Son dönemin en popüler konularından biri olan yapay zeka, eğitim süreçlerini de değiştirmeye başladı. Preply’nin, dünyanın dört bir yanından öğrenci ve öğretmenlerle gerçekleştirdiği kapsamlı yapay zeka ve eğitim araştırması, yapay zekanın eğitimdeki rolüne ışık tutuyor. 2.703 öğrenci ve 1.035 İngilizce öğretmeniyle yapılan görüşmeler, eğitimde insan etkileşiminin vazgeçilmez önemini vurgularken, yapay zeka kullanımına dair endişeleri de ortaya koyuyor. Öğrencilerin %73'ü yapay zeka kullanımından endişe duyarken, özellikle Z kuşağı bu konuda daha temkinli yaklaşıyor. Araştırma, yapay zeka ve insan öğretmenlerin dengeli bir karışımının, eğitimde en etkili çözüm olduğunu gösteriyor.

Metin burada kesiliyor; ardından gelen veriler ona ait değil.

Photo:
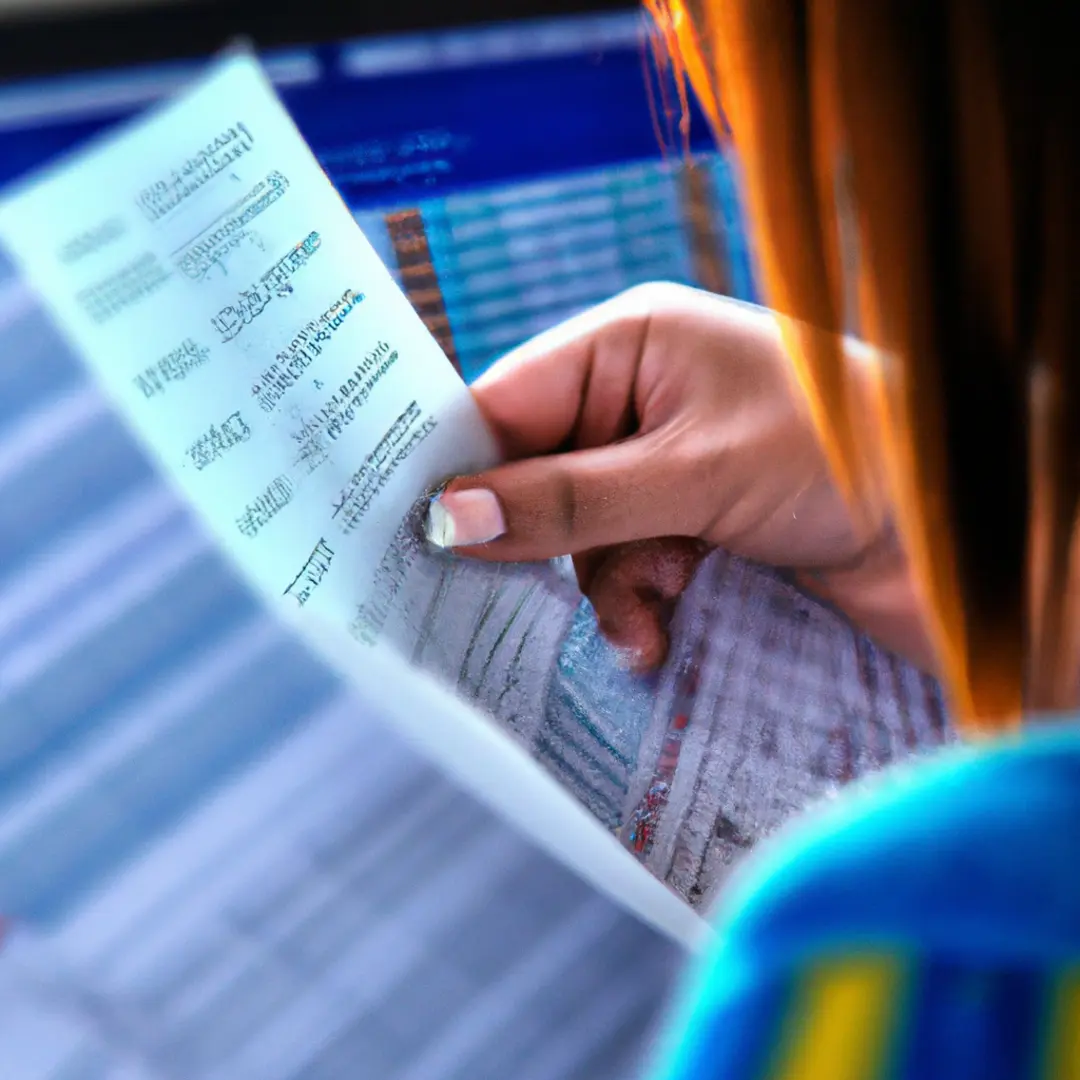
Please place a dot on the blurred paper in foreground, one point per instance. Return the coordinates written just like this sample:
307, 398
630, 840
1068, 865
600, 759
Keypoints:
206, 271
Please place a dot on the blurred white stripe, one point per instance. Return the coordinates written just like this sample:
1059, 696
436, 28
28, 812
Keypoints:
36, 433
76, 557
166, 703
31, 658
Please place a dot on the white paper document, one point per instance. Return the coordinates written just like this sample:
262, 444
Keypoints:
210, 275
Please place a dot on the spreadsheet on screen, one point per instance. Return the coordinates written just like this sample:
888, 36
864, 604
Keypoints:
235, 874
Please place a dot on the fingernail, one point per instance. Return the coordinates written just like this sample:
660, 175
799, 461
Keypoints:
463, 518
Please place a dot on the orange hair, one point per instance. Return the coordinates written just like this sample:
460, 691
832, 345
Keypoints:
944, 136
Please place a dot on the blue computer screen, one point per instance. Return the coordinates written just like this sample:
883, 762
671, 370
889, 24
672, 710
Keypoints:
210, 865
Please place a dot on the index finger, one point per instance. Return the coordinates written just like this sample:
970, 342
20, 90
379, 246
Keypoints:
572, 385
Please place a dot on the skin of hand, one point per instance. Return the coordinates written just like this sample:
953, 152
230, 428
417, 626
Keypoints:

Z Kuşağı Bilgilerini AI ile Paylaşmaktan Ötürü Tedirgin!

Yapay zekanın en önemli özelliklerinden biri olan kişiselleştirme, algoritmaların kullanıcıyı tanımasını gerektirir. Ancak, İngilizce konuşma platformu Preply’nin yaptığı araştırmada Z kuşağı katılımcılarının %31'inin, kişisel bilgilerini yapay zeka sistemleriyle paylaşmaya sıcak bakmadığı ortaya çıktı. Bu oranın Y kuşağında %23’e kadar düştüğü gözlendi.

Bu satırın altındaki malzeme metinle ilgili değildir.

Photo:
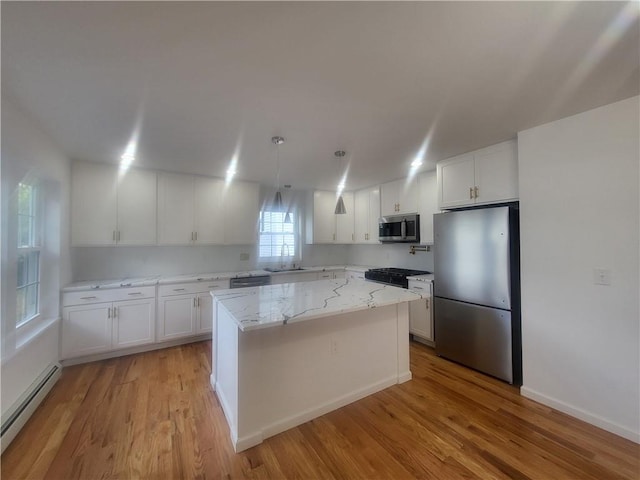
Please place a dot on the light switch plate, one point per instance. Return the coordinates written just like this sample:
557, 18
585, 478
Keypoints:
601, 276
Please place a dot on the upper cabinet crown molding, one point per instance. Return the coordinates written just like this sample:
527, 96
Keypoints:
109, 207
485, 176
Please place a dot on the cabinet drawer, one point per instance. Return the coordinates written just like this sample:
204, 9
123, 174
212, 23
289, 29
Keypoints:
190, 288
110, 295
423, 288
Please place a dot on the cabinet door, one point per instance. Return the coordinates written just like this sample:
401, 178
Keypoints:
86, 329
408, 196
496, 171
366, 215
209, 225
175, 209
205, 313
389, 198
374, 215
176, 316
344, 222
427, 205
137, 202
324, 218
93, 204
241, 211
361, 216
134, 322
456, 180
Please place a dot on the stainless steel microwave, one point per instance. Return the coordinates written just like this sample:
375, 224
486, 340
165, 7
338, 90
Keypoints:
399, 228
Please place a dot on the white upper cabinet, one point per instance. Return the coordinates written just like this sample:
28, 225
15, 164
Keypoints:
399, 196
137, 208
197, 210
176, 204
327, 227
488, 175
189, 210
366, 215
427, 204
344, 221
208, 227
112, 208
241, 213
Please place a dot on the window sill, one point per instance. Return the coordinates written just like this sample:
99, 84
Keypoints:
30, 330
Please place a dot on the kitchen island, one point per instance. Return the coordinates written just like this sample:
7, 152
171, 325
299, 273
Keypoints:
285, 354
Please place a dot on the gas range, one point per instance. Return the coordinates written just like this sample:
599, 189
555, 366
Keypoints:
392, 276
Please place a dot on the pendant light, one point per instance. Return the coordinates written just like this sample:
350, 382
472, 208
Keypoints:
340, 208
277, 200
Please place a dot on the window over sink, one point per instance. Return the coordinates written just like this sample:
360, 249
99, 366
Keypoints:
279, 239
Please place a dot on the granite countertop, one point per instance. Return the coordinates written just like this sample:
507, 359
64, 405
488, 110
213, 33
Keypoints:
271, 305
193, 277
422, 278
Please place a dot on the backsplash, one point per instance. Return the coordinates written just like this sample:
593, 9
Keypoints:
390, 255
100, 263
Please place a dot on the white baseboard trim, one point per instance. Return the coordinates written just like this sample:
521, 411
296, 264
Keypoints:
17, 416
131, 350
581, 414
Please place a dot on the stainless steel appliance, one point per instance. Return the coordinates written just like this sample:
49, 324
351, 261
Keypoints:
399, 229
392, 276
477, 290
256, 281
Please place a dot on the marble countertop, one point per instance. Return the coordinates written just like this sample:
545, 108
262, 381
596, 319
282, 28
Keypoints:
271, 305
193, 277
422, 278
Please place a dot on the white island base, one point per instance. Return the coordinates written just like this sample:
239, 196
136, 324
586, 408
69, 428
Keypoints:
271, 379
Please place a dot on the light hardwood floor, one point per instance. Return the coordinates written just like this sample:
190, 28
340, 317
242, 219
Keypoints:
153, 415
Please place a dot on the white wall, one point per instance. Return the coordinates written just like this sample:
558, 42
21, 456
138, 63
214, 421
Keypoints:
27, 153
579, 210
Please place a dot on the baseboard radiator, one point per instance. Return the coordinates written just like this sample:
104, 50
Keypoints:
24, 407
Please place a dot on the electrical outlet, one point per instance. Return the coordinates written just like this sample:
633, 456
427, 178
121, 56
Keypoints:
601, 276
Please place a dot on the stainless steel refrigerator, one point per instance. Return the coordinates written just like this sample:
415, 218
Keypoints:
477, 290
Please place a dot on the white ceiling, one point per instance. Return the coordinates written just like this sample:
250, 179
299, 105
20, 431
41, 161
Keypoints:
203, 82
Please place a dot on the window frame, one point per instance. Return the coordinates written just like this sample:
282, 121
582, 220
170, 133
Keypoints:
294, 250
28, 250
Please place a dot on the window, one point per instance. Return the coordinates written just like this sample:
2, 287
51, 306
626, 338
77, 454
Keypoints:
277, 238
28, 271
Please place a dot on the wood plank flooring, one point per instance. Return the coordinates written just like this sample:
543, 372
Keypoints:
153, 415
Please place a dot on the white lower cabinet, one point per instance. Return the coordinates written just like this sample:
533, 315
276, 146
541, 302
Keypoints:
185, 309
421, 312
97, 322
353, 274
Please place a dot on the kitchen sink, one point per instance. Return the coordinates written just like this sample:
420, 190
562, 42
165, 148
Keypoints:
276, 270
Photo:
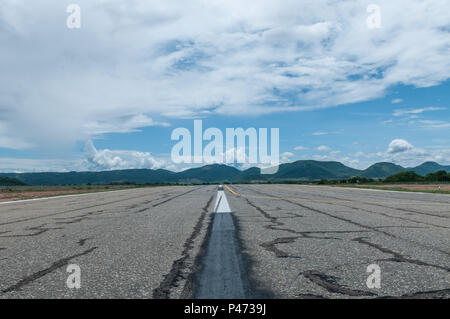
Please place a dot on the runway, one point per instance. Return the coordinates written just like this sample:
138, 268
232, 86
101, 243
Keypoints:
271, 241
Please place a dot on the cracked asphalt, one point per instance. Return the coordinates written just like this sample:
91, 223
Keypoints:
295, 242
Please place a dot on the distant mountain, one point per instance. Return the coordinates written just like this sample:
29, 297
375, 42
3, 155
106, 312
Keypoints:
209, 173
8, 181
307, 170
381, 170
429, 167
312, 170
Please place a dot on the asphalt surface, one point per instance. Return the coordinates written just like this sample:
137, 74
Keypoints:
274, 241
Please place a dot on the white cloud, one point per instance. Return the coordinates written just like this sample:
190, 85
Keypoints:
163, 59
323, 148
119, 159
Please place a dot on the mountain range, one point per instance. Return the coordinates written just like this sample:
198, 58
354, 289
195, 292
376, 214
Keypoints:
304, 170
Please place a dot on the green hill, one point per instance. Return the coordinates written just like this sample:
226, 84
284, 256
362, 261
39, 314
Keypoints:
381, 170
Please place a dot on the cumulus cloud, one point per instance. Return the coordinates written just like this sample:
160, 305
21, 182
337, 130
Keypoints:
399, 146
323, 148
133, 61
119, 159
417, 111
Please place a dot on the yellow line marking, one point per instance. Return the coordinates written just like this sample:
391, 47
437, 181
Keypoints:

Her yüksek teknoloji gibi yapay zekanın benimsenmesi sürecinde de gizlilik ve güvenlik kaygıları bu araştırmada da öne çıkıyor. Yapay zeka halüsinasyonu olarak bilinen ve gerçek olmayan şeyleri doğruymuş gibi sunan algoritma hataları bu kaygıları haklı çıkarıyor. Yapay zeka teknolojilerinin etik kullanımı konusunda, bu teknolojiyi geliştiren ve kullananların büyük sorumlulukları bulunuyor.

İki Kişiden Biri Yapay Zeka Tabanlı Öğrenmeyi Daha Uygun Maliyetli Buluyor

Yapay zeka konusunda en yaygın olumlu görüş, maliyet avantajı üzerinde yoğunlaşıyor. Yapay zeka ile öğrenme, bir öğretmenle birebir yüz yüze yabancı dil dersi almaktan kesinlikle daha az maliyetli olarak ön plana çıkıyor.  Hatta araştırmaya katılan öğrencilerin %47’si de bu görüşü paylaşıyor.

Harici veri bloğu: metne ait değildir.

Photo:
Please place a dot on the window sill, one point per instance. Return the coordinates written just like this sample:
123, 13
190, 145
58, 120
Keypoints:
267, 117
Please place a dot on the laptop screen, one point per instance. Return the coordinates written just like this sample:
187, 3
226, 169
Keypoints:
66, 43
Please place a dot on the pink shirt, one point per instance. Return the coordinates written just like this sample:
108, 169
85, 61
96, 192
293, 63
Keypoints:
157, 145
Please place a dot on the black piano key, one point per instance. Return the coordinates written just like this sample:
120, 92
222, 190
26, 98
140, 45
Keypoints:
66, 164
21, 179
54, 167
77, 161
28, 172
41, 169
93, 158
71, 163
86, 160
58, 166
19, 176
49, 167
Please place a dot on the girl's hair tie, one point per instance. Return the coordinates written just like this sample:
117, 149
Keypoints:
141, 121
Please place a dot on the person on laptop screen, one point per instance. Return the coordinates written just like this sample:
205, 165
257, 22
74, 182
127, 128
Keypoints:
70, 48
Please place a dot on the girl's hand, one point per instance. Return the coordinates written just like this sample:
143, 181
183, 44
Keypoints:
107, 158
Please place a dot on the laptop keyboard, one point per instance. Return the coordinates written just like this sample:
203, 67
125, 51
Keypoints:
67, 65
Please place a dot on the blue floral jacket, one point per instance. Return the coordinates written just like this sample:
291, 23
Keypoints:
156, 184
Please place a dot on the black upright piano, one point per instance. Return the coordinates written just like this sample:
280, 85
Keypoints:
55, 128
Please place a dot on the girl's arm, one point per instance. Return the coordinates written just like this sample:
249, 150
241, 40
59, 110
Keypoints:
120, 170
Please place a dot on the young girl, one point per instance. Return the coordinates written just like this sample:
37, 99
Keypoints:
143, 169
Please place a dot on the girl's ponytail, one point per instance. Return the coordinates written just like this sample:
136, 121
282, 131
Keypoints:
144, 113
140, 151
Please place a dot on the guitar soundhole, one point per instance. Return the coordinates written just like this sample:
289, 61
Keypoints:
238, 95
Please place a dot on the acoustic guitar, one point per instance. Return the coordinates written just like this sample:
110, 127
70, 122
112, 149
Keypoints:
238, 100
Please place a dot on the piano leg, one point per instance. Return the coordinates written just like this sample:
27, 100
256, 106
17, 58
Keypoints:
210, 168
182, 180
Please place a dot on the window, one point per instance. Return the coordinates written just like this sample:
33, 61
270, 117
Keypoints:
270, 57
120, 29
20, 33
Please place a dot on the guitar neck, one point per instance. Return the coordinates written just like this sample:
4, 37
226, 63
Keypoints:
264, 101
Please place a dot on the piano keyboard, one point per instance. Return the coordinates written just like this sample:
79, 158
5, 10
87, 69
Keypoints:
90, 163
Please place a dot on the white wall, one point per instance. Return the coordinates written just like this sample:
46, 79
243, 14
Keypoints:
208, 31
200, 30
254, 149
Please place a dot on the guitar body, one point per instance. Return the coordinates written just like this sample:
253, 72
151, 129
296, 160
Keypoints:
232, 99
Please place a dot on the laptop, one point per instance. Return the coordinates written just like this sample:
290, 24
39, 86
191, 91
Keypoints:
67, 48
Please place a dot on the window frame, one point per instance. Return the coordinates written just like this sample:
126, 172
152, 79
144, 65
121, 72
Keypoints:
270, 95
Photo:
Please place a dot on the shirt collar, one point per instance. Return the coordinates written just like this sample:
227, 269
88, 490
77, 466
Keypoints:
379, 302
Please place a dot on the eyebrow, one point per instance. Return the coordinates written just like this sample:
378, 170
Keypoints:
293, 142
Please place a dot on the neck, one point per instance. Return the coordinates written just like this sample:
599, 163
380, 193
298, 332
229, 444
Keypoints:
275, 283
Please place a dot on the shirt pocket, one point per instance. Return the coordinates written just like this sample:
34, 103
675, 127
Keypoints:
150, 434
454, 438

Yapay zekanın dil öğrenme sürecine getirdiği faydalar arasında en az dikkat çeken ise oyunlaştırılmış öğrenme deneyimleri. Katılımcılar, oyunlaştırılmış öğrenmeyi genellikle eğlence aracı olarak görüyor ve bu yüzden verim alınabileceğine inanmıyorlar.

Yapay zekanın faydaları, demografik yapıya göre de değişiklik gösteriyor. X kuşağı, yapay zekanın en büyük faydası olarak kişiselleştirmeyi görürken, Y kuşağı yapay zeka ile daha hızlı öğrenebileceğine inanıyor.

Dfdf

Dil Öğrenme Sürecinde İnsanın Yeri Halen Çok Değerli

Online dil öğrenme platformu Preply’nin yürüttüğü geniş kapsamlı araştırma, yapay zekanın eğitim teknolojileri üzerindeki etkilerini gözler önüne seriyor. 32 binden fazla ana dilini konuşan öğretmeni, dünyanın dört bir yanından öğrencilerle buluşturan Preply, insan etkileşiminin önemini vurgulamaya devam ediyor. Yapay zekada yaşanan gelişmeler umut verici olsa da, insan etkileşimi öğrenme sürecinde kritik bir rol oynamaya devam ediyor.

Özellikle yabancı dil öğrenimi, yalnızca gramer veya kelime bilgisinden öte, kültürel aktarımları da içeren bir süreç gerektiriyor. İnsan etkileşimi, motivasyonu tetikleyen bir unsur olarak öğrenmenin verimine doğrudan etki ediyor. Öğrenciler ve öğretmenler arasında kurulan güçlü bağlar, karşılıklı şakalaşmalar, anlayış, dostluk duygusu ve gerçek bir kişiyle ilişki kurma gibi unsurlar, motivasyonu destekleyerek insanla öğrenmeyi daha değerli ve etkili kılıyor.

Preply'nin araştırmasına göre, öğrencilerin daha otomatik ve birebir derslere dayalı olmayan mobil öğrenme deneyimlerinden vazgeçme sebepleri arasında motivasyon kaybı öne çıkıyor. Öğrenciler, sevdikleri öğretmenleriyle geçirdikleri zamana büyük değer veriyor ve bu zamanı insan-insan etkileşiminin benzersiz bir ayrıcalığı olarak görüyor.

Sonuç olarak, yapay zeka eğitimde yeni ufuklar vaat etse de, dil öğrenme sürecinde insanın yerini dolduramadığını bir kez daha kanıtlıyor. Preply, insan etkileşiminin önemini vurgulayarak, öğrencilerin dil öğrenme süreçlerinde daha motive ve başarılı olmalarına katkı sağlamaya devam ediyor.